This is the second year I’ve been involved with Op Nightingale. My best find was a Saxon spearhead which I unearthed at Barrow’s Clump on another part of Salisbury Plain. I’ve always been interested in history and the environment, and this combines both, although it’s something I didn’t think I’d ever get into.

It’s good to get outside; if I wasn’t doing this I guess I’d be stuck indoors on my Xbox.

Serjeant* George Pas, a Territorial Army soldier serving with 6th Battalion The Rifles, became paralysed from his chest down following a road traffic accident in 2011. He said:

This is the fifth dig I’ve done. It’s great to meet up with different people and stick around with military friends. I can’t get out of the wheelchair, so it’s my responsibility to clean and try and identify what gets dug up. It takes time to get your head around the fact that you can be the first person to see the artefact for thousands of years.

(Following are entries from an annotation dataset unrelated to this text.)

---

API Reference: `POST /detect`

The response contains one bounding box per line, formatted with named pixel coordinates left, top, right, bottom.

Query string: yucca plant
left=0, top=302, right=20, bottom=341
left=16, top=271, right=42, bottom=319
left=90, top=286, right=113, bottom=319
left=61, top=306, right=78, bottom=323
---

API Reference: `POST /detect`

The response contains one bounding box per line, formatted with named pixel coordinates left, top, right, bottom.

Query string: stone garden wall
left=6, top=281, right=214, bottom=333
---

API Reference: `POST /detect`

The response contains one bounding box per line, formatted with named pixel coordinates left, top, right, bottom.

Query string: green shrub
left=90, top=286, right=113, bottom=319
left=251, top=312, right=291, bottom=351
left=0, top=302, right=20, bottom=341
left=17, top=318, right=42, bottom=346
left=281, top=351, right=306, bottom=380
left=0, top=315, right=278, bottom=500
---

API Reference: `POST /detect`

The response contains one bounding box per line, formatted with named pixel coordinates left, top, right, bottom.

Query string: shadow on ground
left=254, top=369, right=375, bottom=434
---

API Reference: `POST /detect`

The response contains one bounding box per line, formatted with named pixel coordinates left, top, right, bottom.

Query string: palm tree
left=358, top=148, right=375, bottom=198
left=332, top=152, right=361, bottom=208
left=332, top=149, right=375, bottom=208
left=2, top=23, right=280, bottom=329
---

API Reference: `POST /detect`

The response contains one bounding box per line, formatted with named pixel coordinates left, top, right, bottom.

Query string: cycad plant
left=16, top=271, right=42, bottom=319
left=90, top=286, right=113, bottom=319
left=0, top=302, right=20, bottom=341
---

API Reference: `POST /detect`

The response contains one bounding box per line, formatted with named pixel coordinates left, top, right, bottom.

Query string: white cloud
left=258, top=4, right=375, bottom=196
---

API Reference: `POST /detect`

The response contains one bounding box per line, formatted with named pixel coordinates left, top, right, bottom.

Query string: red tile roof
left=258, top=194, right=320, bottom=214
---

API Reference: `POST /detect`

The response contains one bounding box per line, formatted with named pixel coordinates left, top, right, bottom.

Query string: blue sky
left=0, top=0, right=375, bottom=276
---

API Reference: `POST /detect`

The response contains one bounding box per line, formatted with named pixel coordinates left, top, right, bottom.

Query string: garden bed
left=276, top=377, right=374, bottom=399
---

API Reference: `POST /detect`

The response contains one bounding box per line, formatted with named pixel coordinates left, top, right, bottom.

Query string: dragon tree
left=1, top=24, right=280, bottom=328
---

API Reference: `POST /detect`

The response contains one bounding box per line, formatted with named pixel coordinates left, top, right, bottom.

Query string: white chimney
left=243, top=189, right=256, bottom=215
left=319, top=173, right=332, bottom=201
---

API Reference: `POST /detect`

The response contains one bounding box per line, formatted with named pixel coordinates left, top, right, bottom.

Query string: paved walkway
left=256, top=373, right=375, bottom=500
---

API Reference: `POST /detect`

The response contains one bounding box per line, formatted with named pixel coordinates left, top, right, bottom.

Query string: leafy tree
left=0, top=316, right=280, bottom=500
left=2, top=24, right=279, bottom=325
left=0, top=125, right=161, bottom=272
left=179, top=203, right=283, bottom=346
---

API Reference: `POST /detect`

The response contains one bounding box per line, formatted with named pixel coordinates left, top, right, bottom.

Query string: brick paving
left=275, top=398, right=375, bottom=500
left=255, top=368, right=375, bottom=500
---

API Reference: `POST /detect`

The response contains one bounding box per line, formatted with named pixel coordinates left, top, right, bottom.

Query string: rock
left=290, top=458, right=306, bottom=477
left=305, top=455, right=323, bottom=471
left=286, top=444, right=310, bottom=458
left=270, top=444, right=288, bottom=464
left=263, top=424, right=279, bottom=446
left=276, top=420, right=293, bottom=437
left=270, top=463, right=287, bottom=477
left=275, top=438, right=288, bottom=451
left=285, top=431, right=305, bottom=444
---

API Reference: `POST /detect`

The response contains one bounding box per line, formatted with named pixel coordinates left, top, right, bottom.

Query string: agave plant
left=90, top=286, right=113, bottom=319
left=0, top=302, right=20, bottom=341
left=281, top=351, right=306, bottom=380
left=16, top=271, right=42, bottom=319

To see the pride in the faces of these schoolchildren from Bournemouth when they pull something out of the ground is quite something. If any other soldier ever gets the opportunity to go on an archaeological dig, they should definitely do it.

The valuable results of the students’ efforts will be added to the archaeological archive and will contribute to the site interpretation, as Wessex Archaeology works with DIO to continue building a comprehensive picture of the region’s fascinating past.

Wessex Archaeology works in a different way, and provides a different set of vocational experiences to those seen in the other Blue Skies sessions, thus broadening the students’ experience.

*The spelling of ‘Sergeant’ with a ‘j’ is unique to The Rifles.